O.K. I hope to be an orchid grower and not an orchid killer, lol! this is my first year growing hybrid tea roses and have had incredible luck with them (2 of them I was able to rescue from near death to be blooming wonders)but now I am upping the amp with two orchids... I really depend on that grower's instinct but am worried about any mis-assumptions I am making... One of my orchids' spike has broken free from its "sheath" and its baby blossom buds are extending upwards...

I brought both to the nursery and told them that I prefer the bark, because of the online research and from what richardol at this forum advised. However, I was told by the nursery not! to transplant the blooming one and to pry apart the other's spaghnum moss away, exposing the roots and replanting them in 100% bark...They told me it was not! a good idea to mix the mediums...They told me definitely not! to repot the blooming cattalya because the bud may likely fall off...

However I chose to do what has worked for me whenever I transplant very young own root roses and baby bands... I know, I know, some of you may be cringing about this...

What has worked for me to ease transplant shock is to leave the old soil intact so that the plant can easily adapt... I took this principal and bathed/surrounded the sphagnum moss with the bark, leaving a significant layer of bark at the bottom of the pot and a very light layer of bark on top of the spaghnum moss... My thought was when that bark starts to break down, its composition would seep into that spaghnum moss allowing the plant to transition and get used to the bark...

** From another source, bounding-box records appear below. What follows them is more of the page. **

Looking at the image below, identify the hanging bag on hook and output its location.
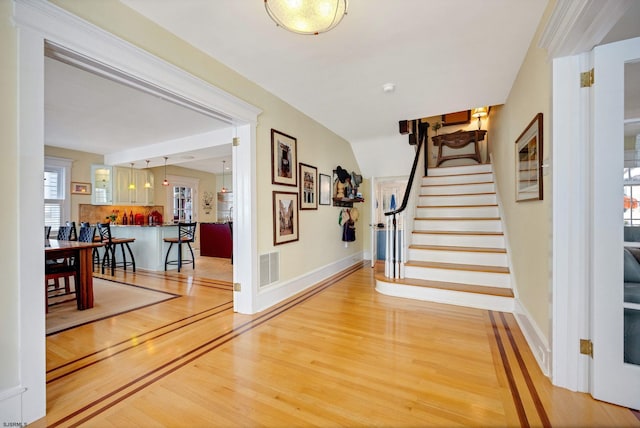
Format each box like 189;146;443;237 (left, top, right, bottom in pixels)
341;210;357;242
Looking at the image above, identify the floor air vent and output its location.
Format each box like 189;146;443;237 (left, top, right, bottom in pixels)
260;253;280;287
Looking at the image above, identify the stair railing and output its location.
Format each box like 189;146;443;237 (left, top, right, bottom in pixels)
384;123;429;279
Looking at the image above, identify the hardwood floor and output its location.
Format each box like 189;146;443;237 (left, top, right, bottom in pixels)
33;257;640;427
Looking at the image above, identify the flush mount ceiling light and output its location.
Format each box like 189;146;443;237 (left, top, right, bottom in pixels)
264;0;347;35
471;107;489;129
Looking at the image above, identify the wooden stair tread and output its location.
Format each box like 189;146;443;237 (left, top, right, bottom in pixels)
414;217;500;221
416;204;498;209
405;260;509;274
420;181;493;187
420;192;496;197
413;230;504;236
376;274;514;298
422;170;493;178
409;245;507;254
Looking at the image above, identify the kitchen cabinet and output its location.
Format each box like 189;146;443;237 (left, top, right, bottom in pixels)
91;165;155;206
114;167;154;206
91;165;113;205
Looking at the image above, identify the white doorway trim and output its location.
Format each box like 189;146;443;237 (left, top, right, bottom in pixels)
14;0;260;422
551;54;592;392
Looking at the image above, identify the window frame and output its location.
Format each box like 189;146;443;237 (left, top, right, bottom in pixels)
42;156;73;236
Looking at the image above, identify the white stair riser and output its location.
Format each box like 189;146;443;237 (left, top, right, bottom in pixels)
428;163;492;177
376;280;515;313
404;265;511;288
411;233;505;248
408;248;509;267
413;219;502;232
416;206;500;218
422;174;493;186
418;193;497;207
420;183;496;196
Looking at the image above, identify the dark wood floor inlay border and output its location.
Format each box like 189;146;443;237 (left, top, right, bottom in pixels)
49;263;363;427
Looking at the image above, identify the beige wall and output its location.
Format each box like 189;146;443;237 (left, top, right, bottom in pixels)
47;0;362;281
489;0;553;343
0;1;20;391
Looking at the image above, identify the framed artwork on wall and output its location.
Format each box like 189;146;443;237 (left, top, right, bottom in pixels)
71;181;91;195
271;129;298;186
442;110;471;126
273;190;299;245
318;174;331;205
515;113;543;202
298;162;318;210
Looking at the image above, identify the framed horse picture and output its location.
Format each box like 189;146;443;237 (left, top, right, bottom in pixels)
271;129;298;186
273;190;299;245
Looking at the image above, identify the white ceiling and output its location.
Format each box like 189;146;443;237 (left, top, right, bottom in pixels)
45;0;640;173
123;0;547;144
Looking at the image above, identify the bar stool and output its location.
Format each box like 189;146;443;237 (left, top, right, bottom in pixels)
96;223;136;275
163;222;197;272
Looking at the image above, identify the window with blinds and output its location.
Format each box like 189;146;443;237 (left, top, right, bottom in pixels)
44;165;65;237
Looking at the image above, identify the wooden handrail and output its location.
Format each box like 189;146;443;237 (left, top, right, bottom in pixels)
384;122;429;216
384;122;429;278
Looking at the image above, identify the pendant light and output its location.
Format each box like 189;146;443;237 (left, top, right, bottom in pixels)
162;156;169;186
129;162;136;190
220;161;227;193
144;161;152;189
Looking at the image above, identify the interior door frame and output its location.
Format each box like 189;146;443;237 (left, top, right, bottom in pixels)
551;53;592;392
12;0;261;422
591;37;640;409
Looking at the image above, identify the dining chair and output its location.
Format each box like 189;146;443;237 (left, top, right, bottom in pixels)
163;222;197;272
44;226;75;294
96;223;136;275
66;221;78;241
56;226;72;241
78;222;100;270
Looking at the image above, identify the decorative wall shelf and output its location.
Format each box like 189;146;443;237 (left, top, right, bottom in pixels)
431;129;487;166
333;198;364;208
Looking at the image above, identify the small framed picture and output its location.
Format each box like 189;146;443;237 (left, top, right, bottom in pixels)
318;174;331;205
298;162;318;210
273;190;299;245
271;129;298;186
71;181;91;195
516;113;543;202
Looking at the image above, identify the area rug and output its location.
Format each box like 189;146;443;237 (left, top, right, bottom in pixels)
46;278;179;336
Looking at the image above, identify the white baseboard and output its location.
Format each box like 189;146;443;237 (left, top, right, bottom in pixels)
0;386;27;426
513;299;551;377
255;252;364;312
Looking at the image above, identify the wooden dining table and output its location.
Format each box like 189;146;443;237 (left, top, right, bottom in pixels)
44;239;104;310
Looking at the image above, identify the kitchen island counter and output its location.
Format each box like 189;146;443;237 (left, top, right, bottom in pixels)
111;223;178;271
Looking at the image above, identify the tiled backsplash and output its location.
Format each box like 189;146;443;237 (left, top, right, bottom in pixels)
78;204;166;224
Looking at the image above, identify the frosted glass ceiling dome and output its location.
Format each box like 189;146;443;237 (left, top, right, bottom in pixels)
264;0;347;35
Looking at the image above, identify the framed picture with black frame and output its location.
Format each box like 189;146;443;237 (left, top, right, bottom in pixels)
273;190;300;245
271;129;298;186
515;113;543;202
298;162;318;210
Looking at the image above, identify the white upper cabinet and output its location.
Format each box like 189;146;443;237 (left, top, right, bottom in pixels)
91;165;113;205
91;165;155;206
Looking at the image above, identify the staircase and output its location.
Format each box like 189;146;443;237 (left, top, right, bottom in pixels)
376;164;514;312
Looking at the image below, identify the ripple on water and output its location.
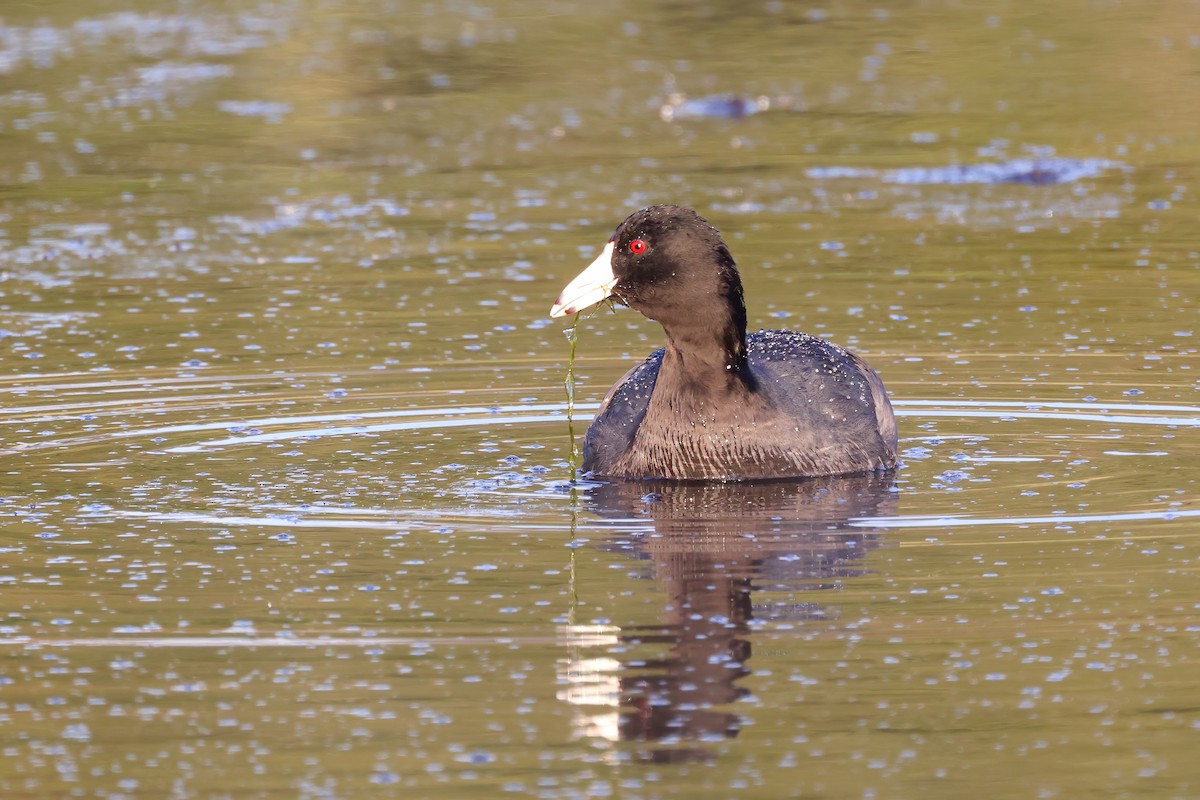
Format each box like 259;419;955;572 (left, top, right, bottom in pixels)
0;377;1200;542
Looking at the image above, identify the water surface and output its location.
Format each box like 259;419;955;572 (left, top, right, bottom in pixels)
0;0;1200;799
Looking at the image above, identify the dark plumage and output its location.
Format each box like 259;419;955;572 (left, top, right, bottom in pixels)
551;205;896;481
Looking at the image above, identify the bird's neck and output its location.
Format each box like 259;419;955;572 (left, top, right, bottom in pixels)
662;319;749;396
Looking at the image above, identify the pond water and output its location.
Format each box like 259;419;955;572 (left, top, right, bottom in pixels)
0;0;1200;800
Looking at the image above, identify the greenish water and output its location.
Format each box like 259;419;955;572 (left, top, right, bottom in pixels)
0;0;1200;800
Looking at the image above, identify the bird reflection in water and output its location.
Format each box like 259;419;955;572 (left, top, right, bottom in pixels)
559;474;896;763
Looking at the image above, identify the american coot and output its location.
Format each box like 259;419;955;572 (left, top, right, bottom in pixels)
550;205;896;481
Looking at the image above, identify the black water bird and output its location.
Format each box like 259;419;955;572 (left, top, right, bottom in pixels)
550;205;896;481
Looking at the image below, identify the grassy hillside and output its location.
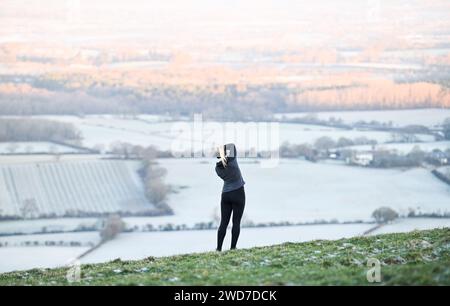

However according to the nursery this was not a good idea..And you guessed it, I did repot both Cattalyas! I am ashamed to admit my pig-headed ways, sigh...I just didn't like how overcrowded the cattalya roots looked in that puny amount of moss, it was like 90% roots...Plus I'm starting to worry about my skinny-stemmed Cattalya... It just doesn't look "happy" to me...it's hard to explain, but whenever I look at my Dad's orchids I can always tell which ones are going to be healthy and strong and vital, and I even predicted way early on which of his were going to have a hard time making it...The skinny-stemmed orchid is increasing in its yellowness (when it was in its original pot) and the pseudobulbs look just a fraction bit more dried out than 2 days ago... therefore I decided to place it in a larger pot and add more nutrients.

After potting them, both orchids received a light immersion of fertilizer. My next strategy is to water within 5 days, then later I will decrease to once a week... The reason why I'm watering a little more frequently is that sometimes with transplant shock you just have to add a little more water than is normal.

So damage is done... O.K. I am ready for the tomato hurling now...

How has everyone else transitioned their new orchids....?

P.S. the orchid lady at my local nursery said it was normal for orchids to have yellow leaves like mine, that it just means the orchid has had tons of light, that light makes the blooms fantastic but the leaves will look rather ugly...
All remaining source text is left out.